De gewraakte rechter is mr. M.M. van Weely, (hierna te noemen: de rechter) als behandelend rechter in de BOPZ-procedure met nummer 243951.
1.2.
De rechter heeft meegedeeld dat de op 10 juni 2016 geplande zitting als gevolg van het wrakingsverzoek is aangehouden en laten weten niet te berusten in de wraking.
1.3.
De wrakingskamer heeft op grond van de hierna opgenomen overwegingen besloten geen datum te bepalen voor een mondelinge behandeling van het verzoek.
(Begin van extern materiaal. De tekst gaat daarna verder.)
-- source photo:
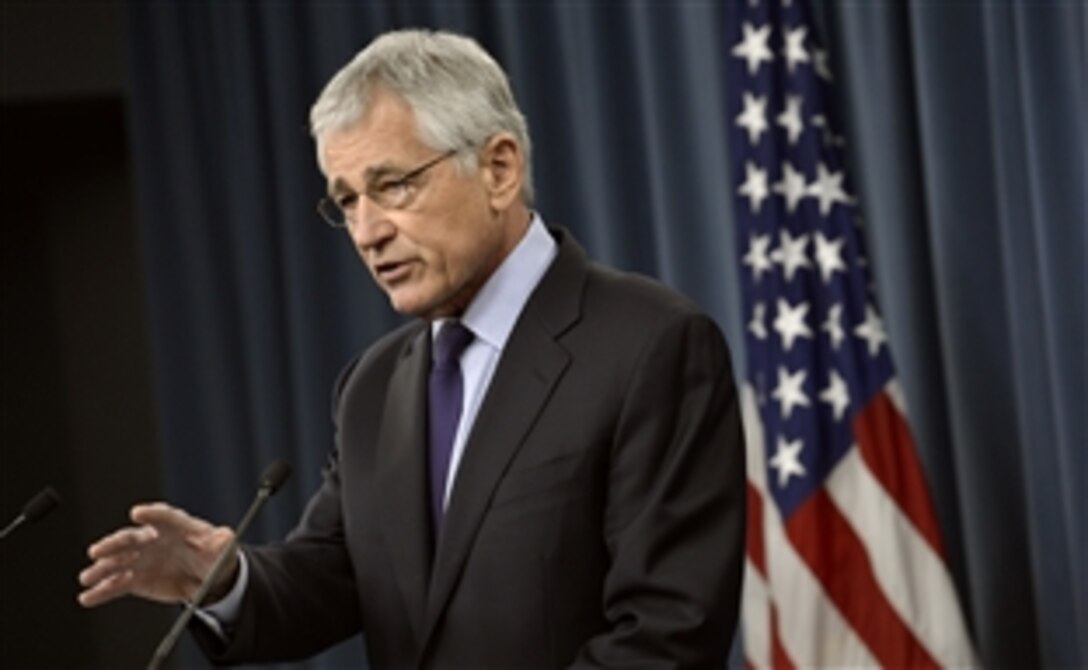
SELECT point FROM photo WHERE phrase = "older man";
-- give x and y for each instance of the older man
(545, 469)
2.BEOORDELING VAN HET VERZOEK

2.1.
Op grond van artikel 36 Rv. kan de rechter die een zaak behandelt, worden gewraakt op grond van feiten of omstandigheden waardoor de rechterlijke onpartijdigheid schade zou kunnen lijden. Daarbij geldt als uitgangspunt dat een rechter uit hoofde van zijn aanstelling moet worden vermoed onpartijdig te zijn.
2.2
Ingevolge het bepaalde in artikel 37 Rv dient een verzoek tot wraking echter de gronden van het verzoek te bevatten. Verzoekster heeft echter in het geheel geen gronden aangevoerd; zij heeft zelfs niet de naam genoemd van de rechter, tegen wie het verzoek zich richt.
Verzoekster heeft in het geheel niet aangegeven waarom de rechter bij de behandeling van de zaak en bij de nog te nemen beslissing niet onpartijdig of niet onafhankelijk zal zijn.
Gelet op een en ander is het wrakingsverzoek daardoor kennelijk niet-ontvankelijk.
2.3.
Overeenkomstig het bepaalde in paragraaf 9.1. in samenhang met paragraaf 4.1. van het wrakingsprotocol van deze rechtbank – op internet te vinden op de website van deze rechtbank onder:
www.rechtspraak.nl/Rechtbanken / Rechtbank Noord-Holland / Regels en procedures – zal de wrakingskamer het verzoek tot wraking wegens kennelijke niet-ontvankelijkheid buiten behandeling stellen.
2.4.
Overeenkomstig datzelfde wrakingsprotocol bepaalt de wrakingskamer hierbij dat behoudens nieuwe feiten of omstandigheden een volgend verzoek van verzoekster om wraking niet in behandeling zal worden genomen en dat de BOPZ-procedure in dat geval onmiddellijk zal worden voortgezet.

3.Beslissing

De rechtbank:
3.1.
stelt het verzoek tot wraking buiten behandeling;
3.2.
beveelt de griffier onverwijld aan verzoekster en de rechter een voor eensluidend gewaarmerkt afschrift van deze beslissing toe te zenden;
3.3.
bepaalt dat de procedure in de hoofdzaak (met zaaknummer 243951) wordt voortgezet in de stand waarin deze zich bevond ten tijde van het indienen van het schriftelijke verzoek tot wraking en beveelt daartoe de onmiddellijke mededeling van deze beslissing aan de voorzitter van de rechtbank Noord-Holland, afdeling Privaatrecht, sectie Familie en Jeugd, locatie Alkmaar.
Deze beslissing is gegeven door mr. L.J. Saarloos, plaatsvervangend voorzitter van de wrakingskamer, in tegenwoordigheid van mr. W.T. Delleman, griffier, en uitgesproken ter openbare terechtzitting op 13 juni 2016.
griffier voorzitter
Tegen deze beslissing staat geen rechtsmiddel open.